Решил зайти в ресторан, там удобнее. Прошел коридор, остановился, прочитал вывеску: «Митропа», подумал, что означает это слово. Догадался: «Средняя Европа» — так называют в Европе рестораны, принадлежащие железнодорожным кампаниям. Когда он ехал сюда служить, заходил в вагон-ресторан обедать. Там впервые и познакомился с этим словом. Оно было написано на высоких, с ручками супницах, на чашках и тарелках, на картонных кружочках, которые подкладывают под бутылки с пивом и стаканы.
Прохор шагнул к двери и вспомнил: немецкие рестораны посещать не разрешается. Пошел назад. Увидел зал. Через открытую дверь заметил: сидят наши офицеры, обедают. «Значит, тут можно», — подумал Прохор и вошел в зал, маленький, неуютный, с характерным для вокзалов запахом. В зале было несколько человек, очевидно командированных. Все ели сосиски, сдобренные горчицей.
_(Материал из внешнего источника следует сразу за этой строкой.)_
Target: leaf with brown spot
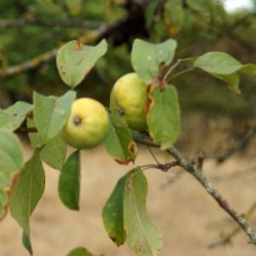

«Неужели ничего больше нет?» — подумал Прохор, занимая свободное место. Взял меню на немецком и русском языках, пробежал глазами. Свиной шницель, пожалуй, самая любимая после сосисок еда немцев. Прохор заказал. Пока ждал, окинул взглядом потолок, стены, обедающих: знакомых не было, — значит, под шницель можно выпить бутылку пива с двумя рогастыми козлами на этикетке. И называется это пиво «бок-бир», наверное, из-за этих козлов, что, сойдясь на тропинке, нацелили свои крутые рога друг на друга и вот-вот стукнутся ими так, что посыплются искры из глаз.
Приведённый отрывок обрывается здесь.